Wednesday, August 17, 2011

6 Layer Cake :)

There are no words for this cake. The first time I had it was when Ellen Griffin brought over a huge slice of it to our house. I'm so thankful for that day.. not being dramatic, just honest. It's her mom (Cindy Griffins) recipe and she was nice enough to share it with us :) This is definitely sweet tooth sisters go-to cake. It is devoured every time we make it, no matter how many people contribute to stuffing their faces. I have a friend who doesn't like chocolate, but loves this cake. I also have a friend who doesn't like cake, but guess what.. she loves this cake. Credit for the best cake ever goes to Cindy Griffin. Thanks so much! We know we can't make it as good as hers, but we try our hardest! I am confident you will fall in love with this cake.
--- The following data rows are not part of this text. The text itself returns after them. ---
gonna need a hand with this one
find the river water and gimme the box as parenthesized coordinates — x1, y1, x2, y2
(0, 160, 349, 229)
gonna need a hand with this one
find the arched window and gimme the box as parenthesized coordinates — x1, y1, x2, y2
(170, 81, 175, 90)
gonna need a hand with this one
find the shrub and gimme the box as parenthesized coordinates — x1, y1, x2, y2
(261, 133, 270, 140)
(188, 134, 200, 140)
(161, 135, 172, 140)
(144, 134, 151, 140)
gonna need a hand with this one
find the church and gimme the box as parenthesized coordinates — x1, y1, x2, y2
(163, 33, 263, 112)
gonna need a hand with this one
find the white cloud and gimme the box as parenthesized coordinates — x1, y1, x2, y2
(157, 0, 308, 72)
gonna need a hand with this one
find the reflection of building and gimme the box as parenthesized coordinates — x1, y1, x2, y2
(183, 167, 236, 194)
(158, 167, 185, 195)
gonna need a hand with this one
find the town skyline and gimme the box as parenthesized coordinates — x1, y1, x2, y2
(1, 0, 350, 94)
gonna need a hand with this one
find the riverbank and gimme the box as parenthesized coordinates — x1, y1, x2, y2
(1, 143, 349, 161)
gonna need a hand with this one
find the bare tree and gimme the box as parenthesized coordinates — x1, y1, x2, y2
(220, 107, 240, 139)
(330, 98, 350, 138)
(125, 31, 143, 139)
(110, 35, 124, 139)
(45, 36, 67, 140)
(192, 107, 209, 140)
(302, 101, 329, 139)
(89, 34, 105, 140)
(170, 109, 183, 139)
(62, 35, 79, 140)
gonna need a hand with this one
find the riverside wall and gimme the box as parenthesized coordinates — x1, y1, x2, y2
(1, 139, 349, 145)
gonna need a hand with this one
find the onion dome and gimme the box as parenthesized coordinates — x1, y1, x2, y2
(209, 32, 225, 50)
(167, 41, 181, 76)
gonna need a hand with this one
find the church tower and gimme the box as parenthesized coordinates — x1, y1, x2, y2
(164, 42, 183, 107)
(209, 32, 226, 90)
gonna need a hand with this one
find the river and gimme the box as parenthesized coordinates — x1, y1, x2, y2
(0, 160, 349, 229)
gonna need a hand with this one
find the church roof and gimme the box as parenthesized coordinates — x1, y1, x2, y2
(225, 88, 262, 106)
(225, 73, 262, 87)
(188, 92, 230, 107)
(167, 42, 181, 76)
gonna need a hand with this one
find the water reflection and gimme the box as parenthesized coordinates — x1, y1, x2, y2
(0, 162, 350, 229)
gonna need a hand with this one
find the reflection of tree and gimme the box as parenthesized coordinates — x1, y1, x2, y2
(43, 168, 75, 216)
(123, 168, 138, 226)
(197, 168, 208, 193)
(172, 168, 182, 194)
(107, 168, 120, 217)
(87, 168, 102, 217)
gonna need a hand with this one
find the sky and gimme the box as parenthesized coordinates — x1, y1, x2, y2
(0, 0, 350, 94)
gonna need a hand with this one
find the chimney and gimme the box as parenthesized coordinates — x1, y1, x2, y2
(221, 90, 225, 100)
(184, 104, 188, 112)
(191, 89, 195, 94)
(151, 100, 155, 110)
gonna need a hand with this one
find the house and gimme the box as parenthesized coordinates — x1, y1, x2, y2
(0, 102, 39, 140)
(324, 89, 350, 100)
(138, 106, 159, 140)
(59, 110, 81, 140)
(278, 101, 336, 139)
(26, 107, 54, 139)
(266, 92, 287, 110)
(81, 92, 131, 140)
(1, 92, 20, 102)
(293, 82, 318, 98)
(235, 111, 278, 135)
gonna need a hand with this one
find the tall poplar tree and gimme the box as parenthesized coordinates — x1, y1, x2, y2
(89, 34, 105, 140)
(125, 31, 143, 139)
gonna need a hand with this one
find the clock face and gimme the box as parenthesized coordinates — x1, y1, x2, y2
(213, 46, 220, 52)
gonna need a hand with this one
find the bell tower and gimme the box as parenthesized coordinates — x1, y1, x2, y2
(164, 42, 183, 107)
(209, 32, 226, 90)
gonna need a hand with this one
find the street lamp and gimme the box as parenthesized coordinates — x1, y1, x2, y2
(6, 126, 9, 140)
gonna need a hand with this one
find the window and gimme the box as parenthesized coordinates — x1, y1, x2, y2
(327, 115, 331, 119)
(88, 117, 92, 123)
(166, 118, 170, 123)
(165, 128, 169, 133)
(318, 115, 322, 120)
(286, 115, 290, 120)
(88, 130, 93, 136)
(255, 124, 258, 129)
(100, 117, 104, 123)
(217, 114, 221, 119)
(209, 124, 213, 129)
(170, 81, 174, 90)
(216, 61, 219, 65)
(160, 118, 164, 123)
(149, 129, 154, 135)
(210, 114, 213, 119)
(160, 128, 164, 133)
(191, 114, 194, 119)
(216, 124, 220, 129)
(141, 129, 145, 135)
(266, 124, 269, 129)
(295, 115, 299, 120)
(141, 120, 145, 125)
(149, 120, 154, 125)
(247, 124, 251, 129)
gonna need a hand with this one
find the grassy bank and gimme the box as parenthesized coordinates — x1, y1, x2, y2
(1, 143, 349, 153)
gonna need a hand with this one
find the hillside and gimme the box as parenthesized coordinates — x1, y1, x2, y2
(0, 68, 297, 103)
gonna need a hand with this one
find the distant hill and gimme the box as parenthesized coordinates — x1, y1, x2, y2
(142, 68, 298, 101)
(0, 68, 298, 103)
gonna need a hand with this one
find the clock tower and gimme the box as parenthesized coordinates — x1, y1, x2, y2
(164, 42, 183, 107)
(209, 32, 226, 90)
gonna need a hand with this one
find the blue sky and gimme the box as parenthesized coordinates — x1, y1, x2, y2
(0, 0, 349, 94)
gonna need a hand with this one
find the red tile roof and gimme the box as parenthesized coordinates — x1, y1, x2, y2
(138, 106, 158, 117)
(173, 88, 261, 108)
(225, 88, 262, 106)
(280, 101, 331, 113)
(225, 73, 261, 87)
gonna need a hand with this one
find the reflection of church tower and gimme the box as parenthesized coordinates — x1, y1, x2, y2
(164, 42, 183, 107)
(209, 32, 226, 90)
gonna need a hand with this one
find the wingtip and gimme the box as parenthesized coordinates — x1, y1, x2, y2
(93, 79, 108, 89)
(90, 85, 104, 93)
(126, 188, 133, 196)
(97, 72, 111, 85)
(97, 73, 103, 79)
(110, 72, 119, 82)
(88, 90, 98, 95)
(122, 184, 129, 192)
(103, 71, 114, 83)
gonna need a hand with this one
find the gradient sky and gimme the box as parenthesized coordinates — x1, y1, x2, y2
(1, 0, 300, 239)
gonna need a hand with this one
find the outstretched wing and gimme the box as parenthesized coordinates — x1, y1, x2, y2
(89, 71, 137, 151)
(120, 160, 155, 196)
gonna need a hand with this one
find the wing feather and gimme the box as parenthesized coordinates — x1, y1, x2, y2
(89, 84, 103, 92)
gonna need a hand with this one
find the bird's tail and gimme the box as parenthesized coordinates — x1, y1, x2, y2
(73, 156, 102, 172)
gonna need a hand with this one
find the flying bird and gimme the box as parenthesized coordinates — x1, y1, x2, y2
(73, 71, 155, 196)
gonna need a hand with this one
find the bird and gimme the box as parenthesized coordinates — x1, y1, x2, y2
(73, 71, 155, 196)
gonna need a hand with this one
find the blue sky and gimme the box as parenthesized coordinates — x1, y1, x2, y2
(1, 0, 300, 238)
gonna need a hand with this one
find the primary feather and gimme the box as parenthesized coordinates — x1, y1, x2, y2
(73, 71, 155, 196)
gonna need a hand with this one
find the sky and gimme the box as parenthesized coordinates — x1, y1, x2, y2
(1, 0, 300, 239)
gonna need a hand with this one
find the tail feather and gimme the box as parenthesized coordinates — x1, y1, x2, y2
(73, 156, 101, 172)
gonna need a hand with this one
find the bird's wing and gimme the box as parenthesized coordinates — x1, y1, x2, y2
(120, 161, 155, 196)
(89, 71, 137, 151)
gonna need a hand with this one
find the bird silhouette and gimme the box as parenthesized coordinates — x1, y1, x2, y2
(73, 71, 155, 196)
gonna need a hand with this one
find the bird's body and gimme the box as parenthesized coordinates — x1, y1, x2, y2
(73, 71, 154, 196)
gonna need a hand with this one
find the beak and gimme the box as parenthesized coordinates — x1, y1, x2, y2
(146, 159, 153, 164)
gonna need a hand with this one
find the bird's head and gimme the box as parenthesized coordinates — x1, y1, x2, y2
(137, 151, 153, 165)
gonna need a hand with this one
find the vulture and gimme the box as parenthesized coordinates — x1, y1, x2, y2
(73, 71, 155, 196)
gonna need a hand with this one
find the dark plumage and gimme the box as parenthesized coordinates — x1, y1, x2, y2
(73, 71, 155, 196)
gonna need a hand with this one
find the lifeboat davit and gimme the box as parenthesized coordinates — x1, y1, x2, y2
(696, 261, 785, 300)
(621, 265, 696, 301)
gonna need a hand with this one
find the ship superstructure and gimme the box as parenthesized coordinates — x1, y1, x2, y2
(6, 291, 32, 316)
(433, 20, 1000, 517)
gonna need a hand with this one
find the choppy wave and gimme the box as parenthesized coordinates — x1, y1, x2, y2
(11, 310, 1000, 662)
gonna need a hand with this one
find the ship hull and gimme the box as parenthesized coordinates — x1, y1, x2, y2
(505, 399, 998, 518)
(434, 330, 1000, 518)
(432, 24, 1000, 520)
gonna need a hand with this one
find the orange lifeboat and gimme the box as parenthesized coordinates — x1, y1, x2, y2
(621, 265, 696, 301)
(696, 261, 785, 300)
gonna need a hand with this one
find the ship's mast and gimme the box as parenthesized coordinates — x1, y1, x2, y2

Here's what you need for the Swiss Torte Cake (6 layer cake, Cindy Griffin cake, best cake ever, chocolate cool whip cake) any of the above will work
Chocolate cake mix, instant chocolate pudding, eggs, oil, vanilla, and buttermilk. Combine all ingredients into one large mixing bowl, easy as pie! Actually, easier than pie
Stir on low speed until combined. Turn up the speed to about medium and beat for 30 seconds, or until there are no/few lumps in the batter. Finished batter
Pour batter evenly into 3 well greased cake pans
Bake to perfection
Carefully flip out of pans right away onto a wax paper lined cooling rack. Let the cakes cool to room temperature. While cooling, prepare the cool whip frosting. Here's what you'll need for the most amazing frosting ever
Cream cheese, sugar, powdered sugar, vanilla, cool whip, and hershey candy bars. In a large mixing bowl, beat together cream cheese, vanilla, sugar, and powdered sugar
Beat until creamy. Fold in thawed cool whip and chopped hershey bars
Here's the finished frosting
Don't even bother trying to resist this stuff. Now assemble the cake. Cut the cooled cake layers in half to make 2 layers
Carefully pick up half of the cut layer and place it on the serving plate you're using. Slap some frosting on top
Spread it around evenly and lay the other half of the layer on. Repeat until all 6 layers have been stacked
Use the remaining frosting to cover the tops and outside of the cake
Now slice, and surprise :)
Here's the beautiful birthday girl with her cake
And if you want, some people like oreos on their cake..
I love this little booger. Keep cake refrigerated! Personally I like this cake better when it sits overnight, I think it's more moist the second day.

Swiss Chocolate Cake 
(Mrs. Cindy Griffin)

1 box chocolate cake mix (milk chocolate, devils food, swiss chocolate)- any will work
1 small box instant chocolate pudding
3 eggs
1 Tbs. vanilla
1 cup oil
1 1/2 cups buttermilk

Combine all ingredients in a large mixing bowl. Beat on low speed until combined, turn mixer up to medium speed and beat until there are no lumps in the batter. Pour into 3 8-inch round greased cake pans. Bake at 350 degrees for 20-30 minutes or until cakes are no longer jiggly in the middle. Remove from the oven and let sit about 2 minutes. Carefully flip cakes out onto wax/parchment paper lined cooling racks. Prepare the frosting while the cakes are cooling.

cool whip frosting:
8 oz. cream cheese, soft
1/2 cup sugar
1 cup powdered sugar
2 tsp. vanilla extract
16 oz. cool whip, soft
6 hershey bars, chopped

Beat together cream cheese, both sugars, and vanilla until smooth and creamy. Fold in cool whip and chopped hershey bars. Now it's time to assemble your cake. Cut the cooled cake layers in half to make 2 layers. Carefully pick up half of the cut layer and place it on the serving plate you're using. Slap some frosting on top. Spread it around evenly and lay the other half of the layer on. Repeat until all 6 layers have been stacked. Use the remaining frosting to cover the tops and outside of the cake. Refrigerate at least 2 hours before serving. I guarantee this cake will be a huge hit. Thanks again for the recipe, Cindy!